Taxonworks has an excellent (I would say unparalleled) system for taxonomic nomenclature. Importing abilities, on the other hand, are extremely limited as there are no support imports from already existing systems, such as ITIS (which is actually getting better and better due to collaborations with other data aggregators.

Also, a system that would allow export/import nomenclature between different projects, is also missing (Why shouldn't we all use the awesome nomenclature from Texas A&M or Urbana?).

There is a cardinal difference in the way, DWC, Idigbio, GBIF (all ITIS based, I think) and Taxonworks (and systematists in general) handle nomenclature, I think. First of all, they don't use OTUs and they also consider new combinations equivalent to synonyms (for instance, they don't have an "original_parent_taxon" column). It seems to me that ITIS handles new combinations by adding parentheses to author names, that is, I think, a really poor way of managing new combinations.

Nevertheless, for the most part, it is possible to convert nomenclature from ITIS into a CASTOR (which, currently, also uses parentheses and not a separate column for marking new combinations), at least on the family or superfamily level (I would perhaps not import higher level hierarchy as it seems to be a bit funky in ITIS, for instance). Examples can be found in this google sheet (the first tab is CASTOR template I received from Matt, second is an original ITIS table and third is my converted ITIS to CASTOR attempt.)

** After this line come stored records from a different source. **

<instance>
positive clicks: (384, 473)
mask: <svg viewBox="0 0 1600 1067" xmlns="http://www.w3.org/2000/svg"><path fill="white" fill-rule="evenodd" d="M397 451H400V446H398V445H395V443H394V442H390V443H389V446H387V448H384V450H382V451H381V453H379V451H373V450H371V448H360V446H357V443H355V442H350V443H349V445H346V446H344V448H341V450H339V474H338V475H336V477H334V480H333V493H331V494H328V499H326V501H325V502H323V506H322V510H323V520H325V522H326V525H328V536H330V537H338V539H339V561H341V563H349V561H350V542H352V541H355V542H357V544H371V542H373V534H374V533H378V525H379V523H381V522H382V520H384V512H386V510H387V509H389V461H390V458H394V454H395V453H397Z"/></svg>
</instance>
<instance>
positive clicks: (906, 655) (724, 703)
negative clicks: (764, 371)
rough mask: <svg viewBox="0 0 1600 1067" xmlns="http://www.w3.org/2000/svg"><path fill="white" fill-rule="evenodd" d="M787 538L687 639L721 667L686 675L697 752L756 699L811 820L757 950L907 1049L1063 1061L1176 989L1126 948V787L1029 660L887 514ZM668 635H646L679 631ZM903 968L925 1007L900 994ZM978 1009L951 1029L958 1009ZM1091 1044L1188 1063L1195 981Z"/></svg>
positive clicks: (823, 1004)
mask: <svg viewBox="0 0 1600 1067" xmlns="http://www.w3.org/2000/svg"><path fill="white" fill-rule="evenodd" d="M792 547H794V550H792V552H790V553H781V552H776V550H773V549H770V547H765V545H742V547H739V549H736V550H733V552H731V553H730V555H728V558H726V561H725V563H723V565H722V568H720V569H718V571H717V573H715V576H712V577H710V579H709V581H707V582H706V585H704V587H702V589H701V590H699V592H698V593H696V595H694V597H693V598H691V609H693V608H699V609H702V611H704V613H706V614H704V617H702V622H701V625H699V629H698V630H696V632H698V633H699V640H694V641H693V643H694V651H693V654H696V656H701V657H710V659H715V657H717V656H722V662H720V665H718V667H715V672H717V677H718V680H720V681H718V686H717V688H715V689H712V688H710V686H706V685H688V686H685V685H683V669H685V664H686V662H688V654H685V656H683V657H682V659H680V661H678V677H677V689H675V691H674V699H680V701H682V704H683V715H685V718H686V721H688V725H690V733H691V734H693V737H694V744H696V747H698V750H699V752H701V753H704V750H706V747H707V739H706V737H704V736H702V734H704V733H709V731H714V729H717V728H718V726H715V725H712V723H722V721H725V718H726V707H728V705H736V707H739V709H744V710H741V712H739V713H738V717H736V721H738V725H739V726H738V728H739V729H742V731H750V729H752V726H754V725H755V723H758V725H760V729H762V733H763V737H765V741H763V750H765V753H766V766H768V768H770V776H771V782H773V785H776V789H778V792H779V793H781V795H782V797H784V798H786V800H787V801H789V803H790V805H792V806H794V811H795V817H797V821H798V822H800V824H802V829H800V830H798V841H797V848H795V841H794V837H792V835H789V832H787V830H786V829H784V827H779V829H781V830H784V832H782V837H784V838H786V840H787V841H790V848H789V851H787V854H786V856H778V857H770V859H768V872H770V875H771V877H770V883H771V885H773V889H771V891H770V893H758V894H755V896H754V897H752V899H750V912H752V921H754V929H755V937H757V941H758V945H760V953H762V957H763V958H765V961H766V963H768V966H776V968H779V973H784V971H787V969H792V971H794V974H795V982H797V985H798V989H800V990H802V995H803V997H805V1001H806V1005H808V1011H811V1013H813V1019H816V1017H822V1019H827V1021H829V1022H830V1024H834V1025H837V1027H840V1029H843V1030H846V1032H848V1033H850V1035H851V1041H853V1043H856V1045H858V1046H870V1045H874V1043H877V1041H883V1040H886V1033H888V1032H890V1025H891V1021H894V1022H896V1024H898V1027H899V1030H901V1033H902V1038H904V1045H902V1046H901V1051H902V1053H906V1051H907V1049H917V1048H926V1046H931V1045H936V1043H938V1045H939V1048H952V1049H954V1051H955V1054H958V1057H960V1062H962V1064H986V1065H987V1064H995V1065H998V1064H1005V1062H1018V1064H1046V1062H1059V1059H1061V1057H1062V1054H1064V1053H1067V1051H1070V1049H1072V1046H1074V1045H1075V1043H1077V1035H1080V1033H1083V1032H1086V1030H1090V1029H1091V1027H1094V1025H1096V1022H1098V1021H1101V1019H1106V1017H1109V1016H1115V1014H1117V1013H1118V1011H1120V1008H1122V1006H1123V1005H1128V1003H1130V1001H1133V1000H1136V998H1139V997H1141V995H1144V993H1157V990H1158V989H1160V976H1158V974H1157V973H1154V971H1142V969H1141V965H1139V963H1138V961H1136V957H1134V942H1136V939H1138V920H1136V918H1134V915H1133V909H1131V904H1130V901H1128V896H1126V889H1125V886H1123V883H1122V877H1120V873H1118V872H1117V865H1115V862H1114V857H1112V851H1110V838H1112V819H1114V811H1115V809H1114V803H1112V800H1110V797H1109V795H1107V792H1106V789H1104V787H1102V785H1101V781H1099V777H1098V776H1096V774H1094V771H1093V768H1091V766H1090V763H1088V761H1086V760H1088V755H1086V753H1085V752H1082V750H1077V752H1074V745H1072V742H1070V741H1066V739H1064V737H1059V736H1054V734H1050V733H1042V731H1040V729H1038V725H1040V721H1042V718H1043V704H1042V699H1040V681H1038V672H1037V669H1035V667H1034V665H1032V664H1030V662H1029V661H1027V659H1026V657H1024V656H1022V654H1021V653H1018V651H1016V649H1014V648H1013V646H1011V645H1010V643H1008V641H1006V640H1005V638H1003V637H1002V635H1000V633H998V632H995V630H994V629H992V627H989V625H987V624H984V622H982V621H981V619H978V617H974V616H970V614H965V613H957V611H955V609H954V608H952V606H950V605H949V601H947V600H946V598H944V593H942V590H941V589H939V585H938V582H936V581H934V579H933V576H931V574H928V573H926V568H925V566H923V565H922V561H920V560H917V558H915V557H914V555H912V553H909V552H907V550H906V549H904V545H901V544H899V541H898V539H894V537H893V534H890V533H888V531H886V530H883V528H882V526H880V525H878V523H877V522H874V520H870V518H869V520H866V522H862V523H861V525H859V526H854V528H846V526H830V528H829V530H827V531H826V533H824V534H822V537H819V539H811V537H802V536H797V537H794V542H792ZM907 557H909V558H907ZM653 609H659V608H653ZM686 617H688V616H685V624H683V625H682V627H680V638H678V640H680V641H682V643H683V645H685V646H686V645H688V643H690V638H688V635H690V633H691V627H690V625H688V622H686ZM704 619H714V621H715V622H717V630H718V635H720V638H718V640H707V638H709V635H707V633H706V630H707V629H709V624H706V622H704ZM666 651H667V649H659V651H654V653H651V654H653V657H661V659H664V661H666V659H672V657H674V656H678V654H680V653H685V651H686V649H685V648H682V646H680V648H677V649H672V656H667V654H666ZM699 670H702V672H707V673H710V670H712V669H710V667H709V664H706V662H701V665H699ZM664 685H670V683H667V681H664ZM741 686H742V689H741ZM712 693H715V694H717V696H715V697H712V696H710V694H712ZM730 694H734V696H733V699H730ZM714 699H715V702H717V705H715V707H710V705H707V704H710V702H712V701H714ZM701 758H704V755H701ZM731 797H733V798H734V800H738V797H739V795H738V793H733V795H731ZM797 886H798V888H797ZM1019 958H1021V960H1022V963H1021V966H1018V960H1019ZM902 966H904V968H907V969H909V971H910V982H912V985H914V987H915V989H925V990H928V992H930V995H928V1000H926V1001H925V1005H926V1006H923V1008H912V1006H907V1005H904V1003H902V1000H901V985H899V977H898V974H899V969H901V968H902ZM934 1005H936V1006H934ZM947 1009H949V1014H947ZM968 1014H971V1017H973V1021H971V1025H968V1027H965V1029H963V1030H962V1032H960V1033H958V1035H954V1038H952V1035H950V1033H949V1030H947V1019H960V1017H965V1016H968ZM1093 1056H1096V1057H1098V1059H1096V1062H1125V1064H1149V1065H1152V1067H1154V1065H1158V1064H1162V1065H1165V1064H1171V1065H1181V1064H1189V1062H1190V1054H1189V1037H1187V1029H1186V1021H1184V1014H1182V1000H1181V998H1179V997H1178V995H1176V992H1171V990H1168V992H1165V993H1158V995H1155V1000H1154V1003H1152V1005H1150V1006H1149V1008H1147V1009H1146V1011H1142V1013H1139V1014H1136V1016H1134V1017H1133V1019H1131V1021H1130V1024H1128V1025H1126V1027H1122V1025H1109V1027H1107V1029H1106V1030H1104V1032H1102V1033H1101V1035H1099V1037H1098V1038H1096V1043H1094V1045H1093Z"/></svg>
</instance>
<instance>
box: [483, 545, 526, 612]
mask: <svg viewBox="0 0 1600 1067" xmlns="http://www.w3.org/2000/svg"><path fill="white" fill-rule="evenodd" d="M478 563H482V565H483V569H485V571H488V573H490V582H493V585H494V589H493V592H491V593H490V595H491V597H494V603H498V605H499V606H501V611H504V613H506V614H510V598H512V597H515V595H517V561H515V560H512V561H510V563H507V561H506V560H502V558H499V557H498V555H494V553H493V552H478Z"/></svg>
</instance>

Steps of converting ITIS to modified CASTOR (CASTOR+original_taxon_name are the following:

A. rename columns (taxonID to id; acceptedNameUsageID to related_name_id; parentNameUsageID to parent_id; scientificName to taxon_name; scientificNameAuthorship to author_year; taxonRank to rank)

B. Create the new column 'original_parent_taxon'

C. Move items from the column 'specificEpithet' to taxon_name

C. If specificEpithet is equal between two rows (A and B), and one row (B) has the ID of the other (A) as related_name_id, add value of genus in B to the original_parent_taxon of A and delete B (This will get rid of new combinations as rows).

D. If 'parent_id' is empty and 'rank' is 'species' find 'id' for row that matches the value from column 'genus' and add to 'parent_id'. (please note here that ITIS don't give an ITIS ID for invalid genera, so in our example, neither Tabanus nor Ricardoa have ITIS ID-s (I assigned them 1 and 2, subsequenly).

D. Erase columns that are not used (not named in point A + original_parent_taxon)

Comments

  1. ITIS also has a column "intraspecific epithet" in our example, this column did not have any input, but I think, in the Taxonworks Universe, we don't need this column as long as rank contains "subspecies" and "varietas" etc.

  2. GUID appears as one of the columns in the CASTOR template. Which one would Taxonworks use of the followings as GUID:

Wikidata: Q729, Wikispecies: Animalia, ADW: Animalia, EoL: 1, EPPO: 1ANIMK, Fauna Europaea: 1Fauna Europaea (new): dada6f44-b7b5-4c0a-9f32-980f54b02c36, Fossilworks: 325038, GBIF: 1, iNaturalist: 1, ITIS: 202423, NZOR: f38e12bf-0be7-4f13-b739-e2bc1b763ae, 0uBio: 230572, WoRMS: 2, ZooBank: 0EA9A33B-6B31-4551-B4E2-A772AAF96231

teleaslamellatus commented 3 years ago

I tried to upload tab-separated versions of the tables in this document (the last one is without original_taxon_name) and I think I do something wrong as Taxonworks gives back the error for most rows Parent is not selected; Parent The parent should not be empty (only one root is allowed per project).

Screen Shot 2020-12-15 at 4 26 03 PM
mjy commented 3 years ago

The _nomen realted fields need NOMEN classes in them, not the values you had.

Regardless- the preview needs work, you can ignore the parent warning and try importing anyway (in a sandbox).

mjy commented 3 years ago

This now contains documentation but not particulary requests for code changes. Content should migrate to taxonworks_doc then issue closed.

debpaul commented 1 year ago

@mjy @teleaslamellatus is the above documentation still accurate? Would like to know before adding it to docs.taxonworks.org OR into the embedded help inside TW Castor help.

mjy commented 1 year ago

Don't import at the moment- needs cleanup, plus work ongoing by @teleaslamellatus.